Joy in the Storm

It’s Thanksgiving Day, a time when we reflect on all of the things we’re grateful for. Like having the freedom to dangle prepositions because it’s my blog and not an academic paper. I could write about the typical problems with consumerism and how much we take for granted, but there are a thousand blogs out there like that by now. And I’m grateful for that, because my wretched heart needs to be reminded of that constantly. But there’s a deeper message that lies behind our being grateful, and a deeper reason why so many find gratitude difficult in this season.

I have so much to be grateful for this Thanksgiving. Last year, I didn’t have a job I had any confidence in. This year, I do. Last year, I was living with my parents after losing a really good job. This year, I’m not (no offense, Mom). And, most importantly, last February my grandmother was scheduled to have an angioplasty, and she’s miraculously still with us. She was in a pre-heart attack state before the procedure, and had a left artery blocked 70%, one right artery blocked 95%, and one blocked 99%. We almost lost her. And she was originally supposed to have the procedure done at Medical City Dallas, but after a handful of my friends from my small group let me know they were praying, it was switched to Baylor Dallas. The doctor said that this one would have been a very easy procedure to screw up given the number of complications. So, when I say “miraculously,” it was literally nothing short of a miracle.

Yet, while I am exceedingly grateful and happy within my family, I can’t help but feel solemn for my church family. In the past three months alone we have experienced the suicide of our IT Admin, one of our productions leads went through his father taking his own life (who was a pastor in the Dallas areas for over 20 years), a good friend of mine was removed from ministry for hidden, unconfessed sin, and two of my other really good friends went through a divorce.

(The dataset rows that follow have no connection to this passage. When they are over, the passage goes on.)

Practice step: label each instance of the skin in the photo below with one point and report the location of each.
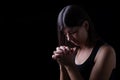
(105, 60)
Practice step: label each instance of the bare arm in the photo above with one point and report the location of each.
(105, 61)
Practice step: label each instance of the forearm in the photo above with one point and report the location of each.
(73, 73)
(63, 73)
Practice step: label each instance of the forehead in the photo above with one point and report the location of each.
(67, 30)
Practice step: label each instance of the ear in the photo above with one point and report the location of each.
(86, 25)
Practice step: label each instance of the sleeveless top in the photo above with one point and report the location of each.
(86, 67)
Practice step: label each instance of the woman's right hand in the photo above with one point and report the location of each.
(64, 55)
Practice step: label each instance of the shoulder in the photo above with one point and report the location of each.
(106, 54)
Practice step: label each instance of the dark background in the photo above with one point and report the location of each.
(30, 36)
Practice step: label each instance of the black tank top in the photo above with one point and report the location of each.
(86, 67)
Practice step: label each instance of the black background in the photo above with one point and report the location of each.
(29, 35)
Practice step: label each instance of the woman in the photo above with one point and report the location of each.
(82, 54)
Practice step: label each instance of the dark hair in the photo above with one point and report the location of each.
(72, 16)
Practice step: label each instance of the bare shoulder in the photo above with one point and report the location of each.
(106, 53)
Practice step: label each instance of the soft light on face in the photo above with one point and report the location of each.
(76, 35)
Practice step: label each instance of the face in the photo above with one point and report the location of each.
(76, 35)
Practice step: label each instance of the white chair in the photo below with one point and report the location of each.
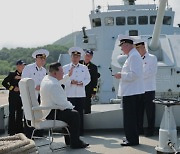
(33, 111)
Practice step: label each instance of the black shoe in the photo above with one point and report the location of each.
(67, 139)
(82, 145)
(149, 134)
(141, 132)
(126, 143)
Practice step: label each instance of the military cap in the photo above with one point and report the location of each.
(40, 53)
(76, 51)
(139, 42)
(125, 39)
(87, 51)
(20, 62)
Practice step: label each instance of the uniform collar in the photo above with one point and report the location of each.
(52, 78)
(37, 68)
(87, 64)
(18, 73)
(145, 56)
(131, 52)
(75, 65)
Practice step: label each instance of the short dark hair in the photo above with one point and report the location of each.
(54, 67)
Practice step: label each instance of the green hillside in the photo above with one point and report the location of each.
(8, 57)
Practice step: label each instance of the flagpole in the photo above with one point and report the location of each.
(93, 5)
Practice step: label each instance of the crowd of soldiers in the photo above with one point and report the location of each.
(72, 87)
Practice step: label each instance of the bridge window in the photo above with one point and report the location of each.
(131, 20)
(167, 20)
(96, 22)
(143, 20)
(120, 21)
(152, 19)
(109, 21)
(133, 33)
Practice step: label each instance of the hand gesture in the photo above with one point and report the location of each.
(117, 75)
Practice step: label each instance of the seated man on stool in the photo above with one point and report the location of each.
(53, 94)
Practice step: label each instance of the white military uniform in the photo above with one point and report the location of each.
(33, 71)
(131, 82)
(149, 71)
(131, 87)
(80, 74)
(53, 94)
(76, 93)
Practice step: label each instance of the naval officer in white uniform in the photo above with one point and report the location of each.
(36, 71)
(75, 88)
(146, 103)
(131, 88)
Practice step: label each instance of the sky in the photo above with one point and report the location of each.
(32, 23)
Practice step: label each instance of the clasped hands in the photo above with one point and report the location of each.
(77, 82)
(117, 75)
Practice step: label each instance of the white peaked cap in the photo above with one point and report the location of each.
(40, 51)
(137, 41)
(121, 37)
(76, 49)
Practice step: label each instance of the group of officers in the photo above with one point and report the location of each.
(78, 84)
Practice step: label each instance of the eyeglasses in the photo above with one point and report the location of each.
(44, 58)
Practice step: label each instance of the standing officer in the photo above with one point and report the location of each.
(146, 103)
(15, 104)
(91, 88)
(37, 72)
(75, 88)
(131, 87)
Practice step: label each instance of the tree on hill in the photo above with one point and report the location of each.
(8, 57)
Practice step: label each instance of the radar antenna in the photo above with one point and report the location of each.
(129, 2)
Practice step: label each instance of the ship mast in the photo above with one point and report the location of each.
(93, 5)
(129, 2)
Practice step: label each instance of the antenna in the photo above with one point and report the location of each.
(93, 5)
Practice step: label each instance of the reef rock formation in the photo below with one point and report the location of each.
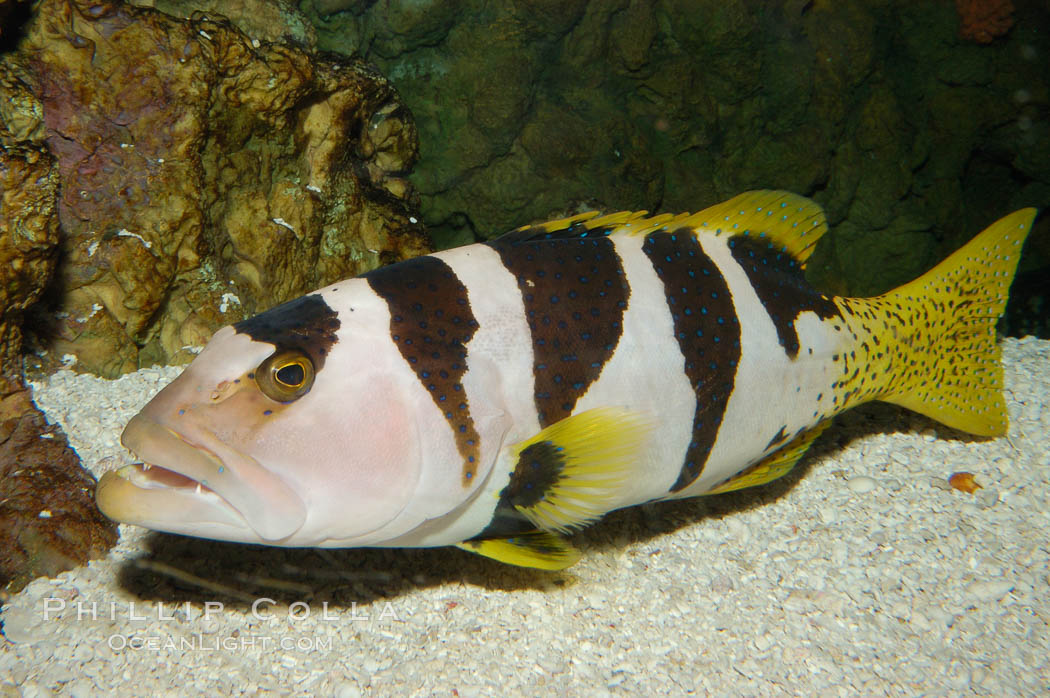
(984, 20)
(204, 175)
(911, 139)
(48, 522)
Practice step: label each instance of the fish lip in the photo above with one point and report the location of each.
(239, 491)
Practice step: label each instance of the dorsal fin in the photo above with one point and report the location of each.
(583, 225)
(794, 223)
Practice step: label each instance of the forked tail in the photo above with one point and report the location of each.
(929, 345)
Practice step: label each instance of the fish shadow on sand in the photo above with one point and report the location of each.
(179, 569)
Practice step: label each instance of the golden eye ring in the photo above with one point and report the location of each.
(286, 376)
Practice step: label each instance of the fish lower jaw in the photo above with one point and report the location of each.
(148, 476)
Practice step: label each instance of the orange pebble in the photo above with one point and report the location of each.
(964, 482)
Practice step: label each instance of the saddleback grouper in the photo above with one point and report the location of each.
(498, 396)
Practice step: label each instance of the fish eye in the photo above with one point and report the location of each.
(286, 376)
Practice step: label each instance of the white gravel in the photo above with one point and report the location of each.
(863, 574)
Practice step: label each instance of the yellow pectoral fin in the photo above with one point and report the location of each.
(537, 549)
(774, 465)
(575, 469)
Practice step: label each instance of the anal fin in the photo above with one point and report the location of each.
(775, 465)
(538, 549)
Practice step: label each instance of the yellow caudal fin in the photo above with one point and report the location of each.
(929, 345)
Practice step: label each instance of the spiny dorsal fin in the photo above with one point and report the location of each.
(792, 221)
(583, 225)
(540, 549)
(574, 470)
(775, 465)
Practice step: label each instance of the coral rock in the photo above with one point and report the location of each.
(48, 522)
(205, 175)
(984, 20)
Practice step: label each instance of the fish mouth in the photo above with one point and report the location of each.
(197, 487)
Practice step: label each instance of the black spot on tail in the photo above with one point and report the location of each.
(783, 292)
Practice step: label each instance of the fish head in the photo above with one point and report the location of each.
(287, 429)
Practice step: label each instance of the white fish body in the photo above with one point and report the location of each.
(499, 395)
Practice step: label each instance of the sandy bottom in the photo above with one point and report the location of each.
(861, 573)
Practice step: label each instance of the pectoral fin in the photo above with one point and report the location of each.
(539, 549)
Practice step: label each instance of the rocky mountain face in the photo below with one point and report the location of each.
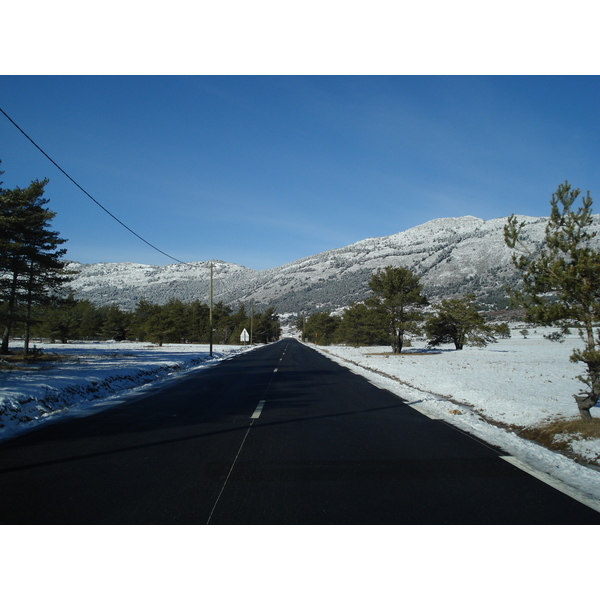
(452, 256)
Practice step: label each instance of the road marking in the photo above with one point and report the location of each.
(229, 474)
(553, 482)
(258, 409)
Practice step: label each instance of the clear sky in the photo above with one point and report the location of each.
(263, 170)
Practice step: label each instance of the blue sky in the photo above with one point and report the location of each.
(263, 170)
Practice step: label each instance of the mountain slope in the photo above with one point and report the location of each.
(453, 256)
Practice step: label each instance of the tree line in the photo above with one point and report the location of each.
(560, 286)
(397, 311)
(34, 288)
(173, 322)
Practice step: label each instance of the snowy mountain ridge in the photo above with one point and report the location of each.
(452, 256)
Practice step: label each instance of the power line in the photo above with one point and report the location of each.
(90, 196)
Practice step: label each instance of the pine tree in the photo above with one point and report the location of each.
(458, 322)
(397, 294)
(561, 283)
(30, 263)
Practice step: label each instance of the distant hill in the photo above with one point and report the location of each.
(452, 256)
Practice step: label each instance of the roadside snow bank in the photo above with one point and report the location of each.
(515, 383)
(89, 372)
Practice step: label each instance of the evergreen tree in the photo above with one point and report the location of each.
(458, 322)
(561, 282)
(361, 326)
(397, 295)
(30, 259)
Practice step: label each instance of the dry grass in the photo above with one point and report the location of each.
(558, 434)
(23, 362)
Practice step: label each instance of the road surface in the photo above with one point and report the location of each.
(280, 435)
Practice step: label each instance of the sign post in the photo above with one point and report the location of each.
(244, 337)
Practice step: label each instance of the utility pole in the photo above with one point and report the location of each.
(210, 311)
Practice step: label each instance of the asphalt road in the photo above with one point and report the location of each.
(280, 435)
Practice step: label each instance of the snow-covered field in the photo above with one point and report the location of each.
(92, 376)
(515, 382)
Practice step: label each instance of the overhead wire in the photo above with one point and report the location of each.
(90, 196)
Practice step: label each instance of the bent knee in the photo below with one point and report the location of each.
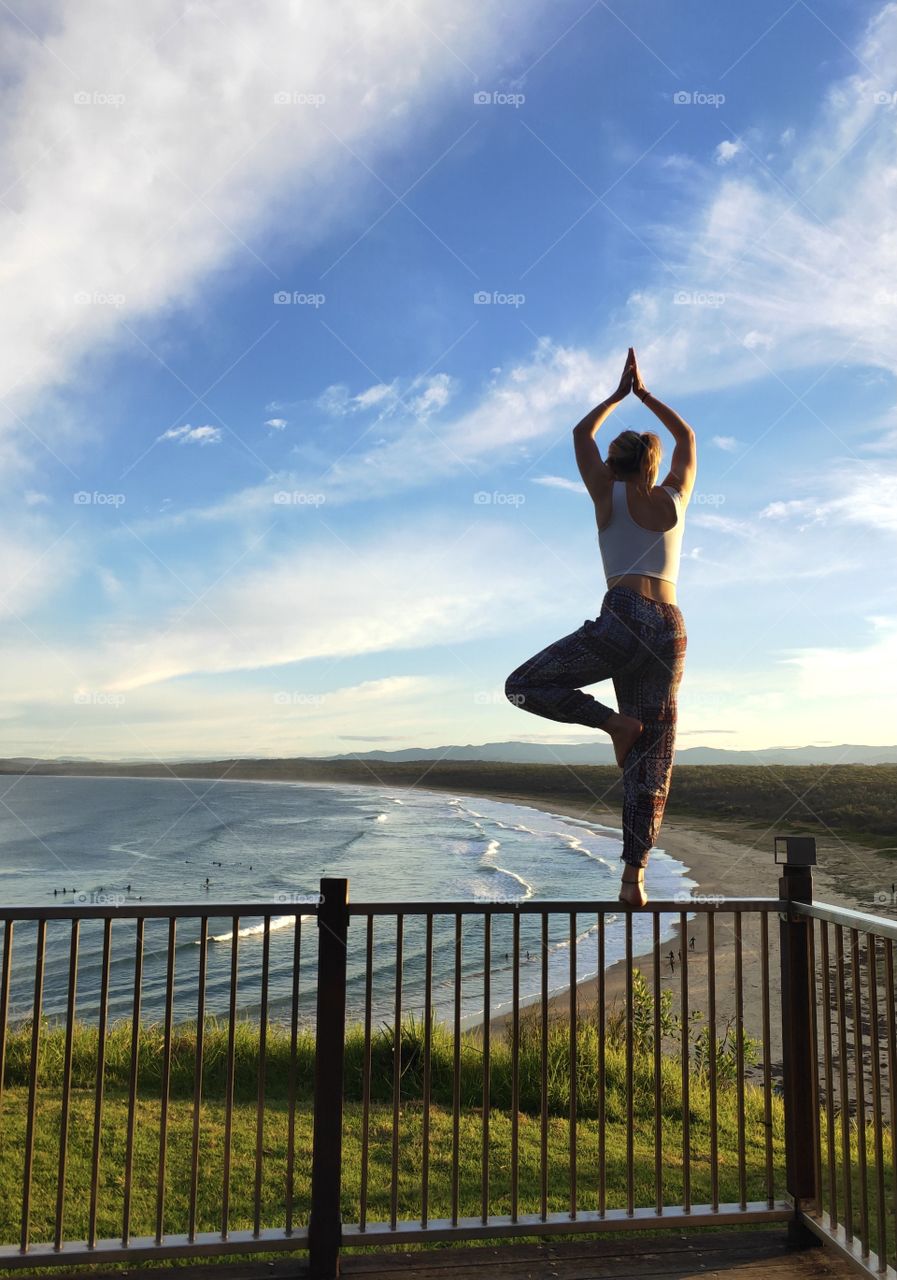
(515, 688)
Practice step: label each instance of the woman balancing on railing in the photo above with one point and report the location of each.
(639, 640)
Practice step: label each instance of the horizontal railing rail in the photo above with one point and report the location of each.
(210, 1078)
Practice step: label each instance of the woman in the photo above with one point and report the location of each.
(639, 640)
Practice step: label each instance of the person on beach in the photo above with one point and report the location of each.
(639, 639)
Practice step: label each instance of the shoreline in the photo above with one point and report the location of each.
(735, 859)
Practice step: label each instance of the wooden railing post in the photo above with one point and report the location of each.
(325, 1225)
(799, 1051)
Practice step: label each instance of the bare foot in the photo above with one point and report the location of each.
(632, 887)
(623, 730)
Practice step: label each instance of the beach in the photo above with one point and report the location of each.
(733, 859)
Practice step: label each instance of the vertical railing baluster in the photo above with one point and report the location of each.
(456, 1074)
(572, 1064)
(165, 1083)
(262, 1064)
(740, 1056)
(713, 1051)
(4, 997)
(133, 1068)
(814, 1075)
(685, 1063)
(229, 1082)
(843, 1089)
(891, 1005)
(428, 1068)
(658, 1074)
(602, 1065)
(397, 1074)
(860, 1093)
(36, 1016)
(767, 1063)
(630, 1116)
(293, 1072)
(100, 1073)
(67, 1086)
(872, 955)
(366, 1075)
(325, 1224)
(515, 1072)
(486, 1015)
(829, 1079)
(197, 1077)
(543, 1148)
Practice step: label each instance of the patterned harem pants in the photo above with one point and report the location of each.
(640, 644)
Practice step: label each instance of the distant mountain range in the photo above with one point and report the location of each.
(599, 753)
(509, 753)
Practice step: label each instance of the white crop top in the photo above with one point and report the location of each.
(630, 548)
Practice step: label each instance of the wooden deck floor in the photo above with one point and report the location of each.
(762, 1255)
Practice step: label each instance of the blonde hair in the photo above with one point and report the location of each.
(635, 456)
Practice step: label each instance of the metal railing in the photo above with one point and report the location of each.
(439, 1070)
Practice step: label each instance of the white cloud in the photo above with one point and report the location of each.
(192, 434)
(727, 151)
(198, 156)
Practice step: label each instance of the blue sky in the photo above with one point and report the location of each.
(243, 525)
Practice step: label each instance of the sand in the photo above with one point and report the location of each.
(737, 860)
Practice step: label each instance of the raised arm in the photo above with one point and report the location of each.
(593, 469)
(683, 467)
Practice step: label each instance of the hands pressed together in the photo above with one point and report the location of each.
(630, 382)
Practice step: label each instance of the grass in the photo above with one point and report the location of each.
(113, 1129)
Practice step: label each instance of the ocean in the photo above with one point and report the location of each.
(65, 840)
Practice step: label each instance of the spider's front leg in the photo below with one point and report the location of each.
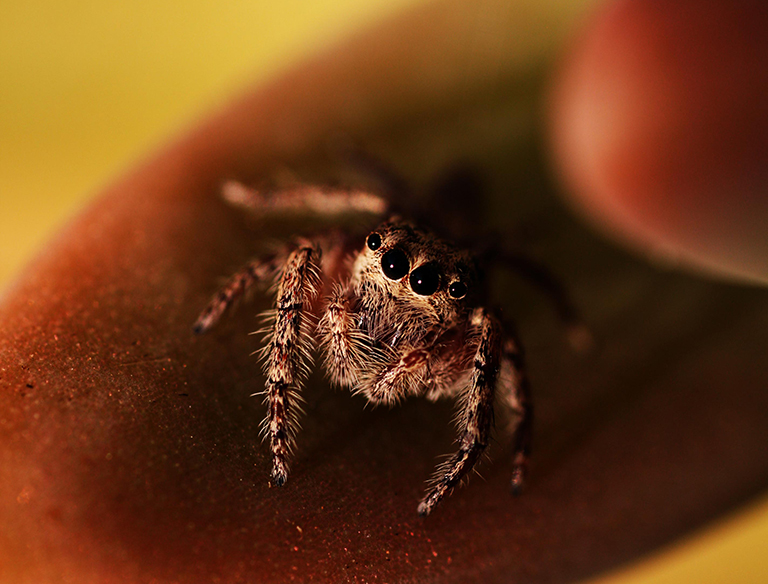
(239, 286)
(477, 415)
(287, 353)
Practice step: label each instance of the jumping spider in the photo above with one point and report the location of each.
(404, 315)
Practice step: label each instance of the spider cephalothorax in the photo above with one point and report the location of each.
(403, 316)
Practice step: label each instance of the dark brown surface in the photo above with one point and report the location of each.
(129, 448)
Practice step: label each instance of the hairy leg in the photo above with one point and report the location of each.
(239, 285)
(287, 354)
(477, 414)
(342, 341)
(514, 390)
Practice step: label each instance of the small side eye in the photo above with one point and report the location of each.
(457, 290)
(395, 264)
(425, 280)
(373, 241)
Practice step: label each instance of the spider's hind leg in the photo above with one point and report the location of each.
(514, 395)
(287, 353)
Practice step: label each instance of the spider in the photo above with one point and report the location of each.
(403, 315)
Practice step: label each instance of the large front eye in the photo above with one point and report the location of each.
(374, 241)
(395, 264)
(425, 279)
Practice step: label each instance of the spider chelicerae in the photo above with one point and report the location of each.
(398, 312)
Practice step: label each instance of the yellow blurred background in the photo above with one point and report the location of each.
(88, 88)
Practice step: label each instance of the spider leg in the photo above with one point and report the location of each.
(389, 382)
(477, 415)
(342, 340)
(238, 286)
(305, 201)
(514, 390)
(287, 353)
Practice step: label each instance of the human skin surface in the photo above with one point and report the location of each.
(129, 447)
(660, 130)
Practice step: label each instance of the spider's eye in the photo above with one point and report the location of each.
(425, 279)
(395, 264)
(374, 241)
(457, 290)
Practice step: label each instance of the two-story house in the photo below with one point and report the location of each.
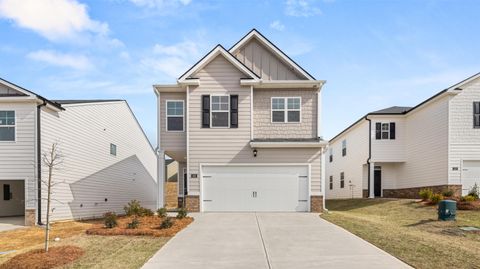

So, yes, for all of those things I mourn with them today. Because they are as much my family as anyone, because the blood of Christ is thicker than any familial blood. But we do not mourn without hope. We have hope in all these trials, not in spite of them, but in them, because of Advent. We have joy in this storm because of the God who gave up everything to add to Himself humanity so that He might defeat Death once and for all. Death does indeed have a temporary sting for those of us who remain behind, but for those who are in Christ, death has no eternal sting. And for this, I am truly thankful.